Multimodal Prototyping: Beyond the Screen (Voice, Vision, Gesture)

1) Context & Hook

The keyboard and mouse are no longer the default inputs for everything. We have Siri, Google Lens, Apple Vision Pro (Gaze/Pinch), and Humane pins. Designing for these requires “Multimodal” thinking: Input = Voice; Output = Audio + Visual. You cannot prototype this in a static Figma frame. You need tools that can “hear” and “speak.” AI powers these tools, allowing designers to simulate complex conversational flows without needing a backend engineer.

2) The Technology Through a Designer’s Lens

Multimodal AI combines:

ASR (Speech-to-Text): The computer hearing the user.
LLM (Reasoning): Understanding the intent.
TTS (Text-to-Speech): Talking back.
Computer Vision: Seeing the user’s hand or environment.

Representative Tools:

Voiceflow: The industry standard for conversational AI design. Drag-and-drop logic for chatbots and voice assistants.
Bezi / Spline: 3D web design tools involved in Spatial Computing capabilities.
Protopie: High-fidelity prototyping that supports voice input and camera sensors.
ElevenLabs: Generative voice API (for realistic prototype voices).

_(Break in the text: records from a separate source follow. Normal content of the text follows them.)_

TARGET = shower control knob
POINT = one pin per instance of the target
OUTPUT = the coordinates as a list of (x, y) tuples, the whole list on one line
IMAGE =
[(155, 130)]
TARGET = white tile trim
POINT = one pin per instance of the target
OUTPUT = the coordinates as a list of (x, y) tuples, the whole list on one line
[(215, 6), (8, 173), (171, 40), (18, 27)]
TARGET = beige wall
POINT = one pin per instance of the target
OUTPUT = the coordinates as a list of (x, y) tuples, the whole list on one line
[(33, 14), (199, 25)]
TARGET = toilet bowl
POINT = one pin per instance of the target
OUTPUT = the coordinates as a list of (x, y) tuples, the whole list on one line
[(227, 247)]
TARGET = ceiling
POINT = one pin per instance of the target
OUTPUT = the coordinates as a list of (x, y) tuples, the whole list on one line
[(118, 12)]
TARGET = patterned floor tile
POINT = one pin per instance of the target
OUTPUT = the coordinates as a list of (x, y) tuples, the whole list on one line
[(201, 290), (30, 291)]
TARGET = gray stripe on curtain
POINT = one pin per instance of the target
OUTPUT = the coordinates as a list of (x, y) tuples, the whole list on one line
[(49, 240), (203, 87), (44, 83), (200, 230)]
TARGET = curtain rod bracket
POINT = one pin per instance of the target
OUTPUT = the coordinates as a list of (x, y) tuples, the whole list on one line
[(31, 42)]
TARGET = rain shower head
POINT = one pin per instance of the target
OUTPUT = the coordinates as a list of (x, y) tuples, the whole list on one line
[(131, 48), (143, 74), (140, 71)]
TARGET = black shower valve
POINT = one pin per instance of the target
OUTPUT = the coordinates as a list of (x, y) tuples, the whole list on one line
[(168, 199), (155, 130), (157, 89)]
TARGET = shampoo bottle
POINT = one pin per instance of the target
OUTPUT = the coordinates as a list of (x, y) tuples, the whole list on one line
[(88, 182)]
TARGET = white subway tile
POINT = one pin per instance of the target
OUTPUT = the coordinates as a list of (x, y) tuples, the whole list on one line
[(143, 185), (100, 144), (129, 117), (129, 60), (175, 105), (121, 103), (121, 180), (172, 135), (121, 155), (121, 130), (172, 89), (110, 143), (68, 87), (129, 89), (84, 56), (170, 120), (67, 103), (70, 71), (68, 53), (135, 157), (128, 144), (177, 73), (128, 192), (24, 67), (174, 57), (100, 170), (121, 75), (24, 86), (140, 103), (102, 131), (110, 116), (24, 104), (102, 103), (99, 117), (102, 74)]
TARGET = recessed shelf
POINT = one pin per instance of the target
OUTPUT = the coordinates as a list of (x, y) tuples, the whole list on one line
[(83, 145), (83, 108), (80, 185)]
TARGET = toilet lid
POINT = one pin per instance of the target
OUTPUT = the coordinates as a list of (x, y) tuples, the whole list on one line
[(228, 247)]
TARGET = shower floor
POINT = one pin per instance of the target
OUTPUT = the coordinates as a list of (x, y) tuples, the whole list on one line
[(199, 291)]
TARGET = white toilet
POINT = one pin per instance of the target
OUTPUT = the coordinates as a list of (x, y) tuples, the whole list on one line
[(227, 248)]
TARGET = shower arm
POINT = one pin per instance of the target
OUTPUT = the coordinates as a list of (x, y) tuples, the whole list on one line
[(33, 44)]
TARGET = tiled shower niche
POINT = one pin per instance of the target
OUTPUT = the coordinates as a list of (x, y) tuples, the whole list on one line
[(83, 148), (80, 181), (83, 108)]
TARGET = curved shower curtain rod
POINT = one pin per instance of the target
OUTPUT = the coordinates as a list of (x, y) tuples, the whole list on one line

3) Core Design Workflows Transformed

A. Chatbot / Voice Assistant Design

Old Workflow: Excel spreadsheets with “If/Then” logic. Hard to visualize.
AI Workflow: Voiceflow. Build the flow chart. Connect an LLM to “generate” responses so you don’t have to hard-code every error path.
Impact: Testable prototype in hours.

B. Spatial UI (AR/VR)

Old Workflow: Unity/Unreal (Developer tools). Steep learning curve.
AI Workflow: Bezi/Spline. “Generate a 3D chair.” Place it in AR. Add interaction: “On Gaze, scale up.”
Impact: Designers can explore AR concepts without C# code.

C. “Wizard of Oz” Testing

Old Workflow: Human researcher sits behind a clearer and “pretends” to be the AI.
AI Workflow: Connect the prototype to a real LLM API. The user talks to the prototype, the prototype actually answers (using GPT-4).
Impact: Realistic user testing data.

4) Tool & Approach Comparison

Tool	Primary Use	Strengths	Limitations	Pricing	Best For
Voiceflow	Conversation Design	Visualizing complex logic; API integrations.	Primarily for linear/branching logic (though LLM features added).	Free/$$	Chatbot Designers
Protopie	Sensor High-Fi	Access to phone sensors (tilt, mic, camera).	Steep learning curve; logic can get messy.	$$	Mobile Interaction
Bezi	Spatial (AR)	Web-based AR prototyping; collaborative.	Still evolving feature set.	Free/$$	AR Designers
Figma	The “Hub”	Everyone has it.	Terrible for voice/logic; very “static.”	-	UI Visuals

5) Case Study: Automotive Voice Assistant

Context: A car manufacturer wanted to redesign their in-car voice assistant to be less rigid (“I didn’t understand that”). The AI Workflow:

Prototype: Built in Voiceflow. Connected to an LLM (Claude).
Context: Injected system prompts: “You are a helpful driving assistant. Keep answers short (under 5 seconds) because the user is driving.”
Testing: Drivers tested the prototype in a simulator.
Insight: Users interrupted the AI constantly.
Refinement: Enabled “Barge-in” (interruption) logic in the design.

Metrics:

Task Success: Improved from 60% to 92% due to LLM flexibility.

6) Implementation Guide for Design Teams

Phase	Duration	Focus	Key Activities
1	Weeks 1-2	Voice	Learn Voiceflow. It’s the Figma of Voice. Build a simple “Pizza Ordering” bot.
2	Month 1	3D	Learn Spline. You need to know how to move in Z-space.
3	Month 3	Connect	Try Protopie to combine visual UI + Voice Input.

7) Risks, Ethics & Quality Control

Privacy: “Always listening” prototypes in user testing require strict consent. Mitigation: Explicit “Start/Stop” listening buttons.
Accessibility: Voice-only is exclusive (Deaf users). Visual-only is exclusive (Blind users). Mitigation: Multimodal Redundancy. Always show what you say; always say what you show.
Safety: In Automotive/Industrial, distraction kills. Mitigation: Test “Cognitive Load.” (e.g. ISO 15007 standard).

8) Future Outlook (2026-2028)

Ambient Computing: The computer disappears. You just speak to the room.
Gaze-Prediction: The UI highlights what you represent about to look at (using eye-tracking AI).
Action Step: Stop designing rectangles. Design Flows.

References

[1] Voiceflow, “State of Conversational AI 2025.”
[2] Apple, “Designing for visionOS,” WWDC 2025.
[3] Nielsen Norman Group, “Multimodal Interface Guidelines,” 2026.